Stress on Japan tourism may be linked to surge in COVID-19 infections – study
TOKYO (JAPAN) – A prominent adviser to the government’s pandemic response said that a domestic tourism campaign promoted by Japan’s Prime Minister Yoshihide Suga may have led to a sharp increase in coronavirus infection cases in the country.
While the government has said there is no substantial evidence that its “Go To” travel campaign spread the coronavirus, Suga halted it for a while in December to contain rising COVID-19 cases, and as his approval ratings sank over handling of the pandemic.

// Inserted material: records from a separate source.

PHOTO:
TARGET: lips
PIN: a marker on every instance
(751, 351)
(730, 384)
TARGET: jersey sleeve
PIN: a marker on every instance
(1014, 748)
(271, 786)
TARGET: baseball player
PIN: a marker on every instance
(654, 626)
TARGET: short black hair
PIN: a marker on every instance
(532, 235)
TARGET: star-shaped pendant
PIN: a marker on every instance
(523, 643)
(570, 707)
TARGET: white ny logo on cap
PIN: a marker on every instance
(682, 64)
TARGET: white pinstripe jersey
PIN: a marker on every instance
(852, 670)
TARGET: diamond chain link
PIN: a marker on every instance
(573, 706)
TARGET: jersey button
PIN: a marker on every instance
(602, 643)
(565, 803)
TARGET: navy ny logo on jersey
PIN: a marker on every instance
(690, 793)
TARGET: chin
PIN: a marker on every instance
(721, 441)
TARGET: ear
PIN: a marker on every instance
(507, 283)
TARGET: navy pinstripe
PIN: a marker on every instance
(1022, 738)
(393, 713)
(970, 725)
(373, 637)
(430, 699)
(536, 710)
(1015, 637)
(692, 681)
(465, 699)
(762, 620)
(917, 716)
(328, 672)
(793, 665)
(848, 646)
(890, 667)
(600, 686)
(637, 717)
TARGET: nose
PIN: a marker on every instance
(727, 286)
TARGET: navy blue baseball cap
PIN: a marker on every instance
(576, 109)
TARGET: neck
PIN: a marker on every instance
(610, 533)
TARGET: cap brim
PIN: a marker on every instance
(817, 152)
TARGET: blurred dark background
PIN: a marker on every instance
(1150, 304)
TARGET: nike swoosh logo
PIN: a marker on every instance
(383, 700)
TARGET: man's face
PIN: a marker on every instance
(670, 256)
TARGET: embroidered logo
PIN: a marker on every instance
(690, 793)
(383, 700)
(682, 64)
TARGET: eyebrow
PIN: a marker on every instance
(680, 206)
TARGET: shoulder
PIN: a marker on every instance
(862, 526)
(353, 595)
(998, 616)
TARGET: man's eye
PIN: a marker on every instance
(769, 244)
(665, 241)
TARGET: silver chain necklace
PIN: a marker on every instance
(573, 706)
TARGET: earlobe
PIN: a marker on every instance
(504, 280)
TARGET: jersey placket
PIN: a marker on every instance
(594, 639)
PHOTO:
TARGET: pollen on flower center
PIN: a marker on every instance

The campaign, which began in July, had offered various travel-related discounts and vouchers in a bid to boost regional economies hit by the pandemic, however, critics said it had risks of spreading the virus from cities to the countryside.
Kyoto University researchers Asami Anzai and Hiroshi Nishiura wrote in their study, “The present study is the first to show that the number of travel-associated COVID-19 cases that involved crossing of prefectural borders increased during the Go To Travel campaign.”
The study was brought forth by the Journal of Clinical Medicine on Thursday.
Nishiura, who has acted as an advisor to the Japanese government’s pandemic response, proposed stricter measures to control the spread. He also went on to be known in local media as “Uncle 80%” for his advice that people reduce their social interactions by that amount.
The paper said the incidence of travel-associated COVID-19 cases during the campaign was around three times greater than the period of control, which lasted one month prior to its kick-off.
The study evaluated 3,978 confirmed COVID-19 cases between May and August, of which some 20% were related to travel.